Peinovich continued, “Patriot Front guys, I'm like, whatever, no problem.”
Even the nascent PF, formed following the deadly Unite the Right rally in Charlottesville, Virginia last August, wasn’t free from criticism by TWP leadership. Colton Williams, once a leader in TWP, disputed PF’s model in a January 2018 Discord post stating, “I can’t even imagine the scenario where some bluepilled normie joins Patriot Front and realizes they’re Nazis immediately and is fine with it.”
Nonetheless, PF is shaping up to be a waypoint for displaced TWP members. In the final episode of “Action!” Hovater accused Andrew Anglin of the Daily Stormer of attempting to recruit him into PF immediately prior to TWP’s speech at the University of Tennessee at Knoxville. After the event, Hovater alleged that Anglin admonished him for not attacking the police.
“When we went to Knoxville to the feminist thing, a few days before that, Anglin was messaging me trying to poach me to join Patriot Front,” Hovater recounted. “After the Knoxville thing, he was telling me that we should have jumped all of the police barricades, fought with the police and fought with the protestors.”

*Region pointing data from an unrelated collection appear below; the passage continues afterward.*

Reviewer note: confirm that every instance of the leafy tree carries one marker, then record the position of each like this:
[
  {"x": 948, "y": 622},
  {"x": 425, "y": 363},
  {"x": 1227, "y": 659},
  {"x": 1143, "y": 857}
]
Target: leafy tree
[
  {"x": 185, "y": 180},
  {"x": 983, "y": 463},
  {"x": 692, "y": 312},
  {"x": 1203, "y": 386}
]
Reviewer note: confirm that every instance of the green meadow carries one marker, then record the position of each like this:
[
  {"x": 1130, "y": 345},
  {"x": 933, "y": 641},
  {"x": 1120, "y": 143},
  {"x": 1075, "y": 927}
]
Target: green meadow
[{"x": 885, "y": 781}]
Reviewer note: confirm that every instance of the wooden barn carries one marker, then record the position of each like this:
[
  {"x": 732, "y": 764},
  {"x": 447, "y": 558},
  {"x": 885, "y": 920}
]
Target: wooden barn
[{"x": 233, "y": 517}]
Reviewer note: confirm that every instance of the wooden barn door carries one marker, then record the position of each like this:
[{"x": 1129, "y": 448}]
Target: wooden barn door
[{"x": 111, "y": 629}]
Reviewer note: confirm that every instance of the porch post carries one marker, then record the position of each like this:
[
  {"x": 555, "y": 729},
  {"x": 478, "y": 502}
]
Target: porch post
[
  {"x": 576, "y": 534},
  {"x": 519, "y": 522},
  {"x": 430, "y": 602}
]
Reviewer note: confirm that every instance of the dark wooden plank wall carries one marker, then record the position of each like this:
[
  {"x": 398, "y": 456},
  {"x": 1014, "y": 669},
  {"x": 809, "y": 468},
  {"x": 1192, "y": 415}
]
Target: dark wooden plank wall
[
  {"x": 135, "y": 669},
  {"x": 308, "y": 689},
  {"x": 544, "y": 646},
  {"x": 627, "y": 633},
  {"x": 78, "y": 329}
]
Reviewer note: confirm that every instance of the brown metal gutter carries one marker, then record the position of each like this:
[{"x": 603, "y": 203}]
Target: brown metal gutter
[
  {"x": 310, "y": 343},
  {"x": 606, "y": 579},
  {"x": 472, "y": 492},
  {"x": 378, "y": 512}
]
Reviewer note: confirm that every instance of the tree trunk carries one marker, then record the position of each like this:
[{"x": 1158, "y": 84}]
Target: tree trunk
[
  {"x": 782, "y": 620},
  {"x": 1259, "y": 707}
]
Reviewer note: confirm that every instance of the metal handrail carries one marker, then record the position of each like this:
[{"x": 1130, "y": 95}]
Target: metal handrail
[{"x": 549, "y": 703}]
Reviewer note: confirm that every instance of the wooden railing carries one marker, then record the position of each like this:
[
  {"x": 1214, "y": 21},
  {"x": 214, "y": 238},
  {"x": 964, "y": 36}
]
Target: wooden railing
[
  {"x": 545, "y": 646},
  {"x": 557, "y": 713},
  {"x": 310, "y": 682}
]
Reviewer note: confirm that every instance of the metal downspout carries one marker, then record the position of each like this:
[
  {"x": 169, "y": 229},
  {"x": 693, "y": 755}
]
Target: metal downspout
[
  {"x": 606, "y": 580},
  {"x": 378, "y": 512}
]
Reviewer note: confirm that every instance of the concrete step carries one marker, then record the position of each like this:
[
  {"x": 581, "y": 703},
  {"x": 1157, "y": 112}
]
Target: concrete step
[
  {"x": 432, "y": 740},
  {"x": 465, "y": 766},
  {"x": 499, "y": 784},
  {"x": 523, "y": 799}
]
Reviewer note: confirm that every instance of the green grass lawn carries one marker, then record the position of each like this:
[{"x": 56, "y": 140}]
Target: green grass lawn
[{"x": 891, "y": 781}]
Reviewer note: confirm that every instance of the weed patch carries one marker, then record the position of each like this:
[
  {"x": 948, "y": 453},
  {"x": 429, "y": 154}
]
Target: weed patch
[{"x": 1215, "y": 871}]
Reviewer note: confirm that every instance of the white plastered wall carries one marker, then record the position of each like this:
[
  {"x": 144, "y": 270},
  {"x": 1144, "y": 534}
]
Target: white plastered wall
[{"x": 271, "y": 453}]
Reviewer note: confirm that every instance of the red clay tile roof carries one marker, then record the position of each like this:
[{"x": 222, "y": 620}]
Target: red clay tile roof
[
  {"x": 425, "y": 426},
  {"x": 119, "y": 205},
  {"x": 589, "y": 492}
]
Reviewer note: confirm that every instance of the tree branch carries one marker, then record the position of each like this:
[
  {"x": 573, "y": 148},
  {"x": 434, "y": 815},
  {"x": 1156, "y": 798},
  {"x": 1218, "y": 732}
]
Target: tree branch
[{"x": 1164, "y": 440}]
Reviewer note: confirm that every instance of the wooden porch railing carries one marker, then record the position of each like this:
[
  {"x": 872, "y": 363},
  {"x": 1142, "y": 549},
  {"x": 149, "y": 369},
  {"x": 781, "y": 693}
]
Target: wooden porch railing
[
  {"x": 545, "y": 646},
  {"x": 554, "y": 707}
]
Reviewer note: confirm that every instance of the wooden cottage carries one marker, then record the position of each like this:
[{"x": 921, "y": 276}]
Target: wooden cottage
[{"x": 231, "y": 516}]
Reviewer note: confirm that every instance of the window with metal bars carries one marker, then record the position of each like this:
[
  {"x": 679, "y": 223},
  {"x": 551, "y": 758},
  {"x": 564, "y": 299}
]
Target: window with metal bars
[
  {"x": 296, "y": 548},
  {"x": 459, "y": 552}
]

The allegation — vehemently denied by Anglin — inflamed an ongoing dispute between TWP and the Daily Stormer, one of TWP’s loudest detractors in the optics debate. Anglin is a favorite target of TWP’s leadership. Davis, for his part, refers to Anglin as a “little b----.” Williams offered similar sentiments in Discord, announcing, “Azzmador and Anglin are basically boomers. Anglin looks like a white albino n----- Putin.”
Even Jessica Parrott, the alleged mistress in Heimbach’s affair, took aim at the entire Daily Stormer project, calling it “an internet playpen that herds up angry young white men and keeps them off the street.”
The League of the South (LOS), one probable destination for TWP refugees based in the South, invited former members into its ranks. Vanguard America (VA), another of TWP’s allies, is another likely destination, despite the group’s public silence following TWP’s implosion.
Both LOS and VA paid a heavy price in recent months for their alliance with TWP and its lenient membership criteria. With the future of the Nationalist Front in doubt, VA will look to shore up its foundations as it competes with its defectors in PF.
TWP’s membership — full of ruthless contrarians and movement gossips — now finds itself in a precarious position. Once secure under the TWP banner with Heimbach as a magnetic leader, its members are now outcasts. The collapse of Heimbach’s big tent strategy leaves his desperate discontents relying on the charity of those they formerly undermined and mocked.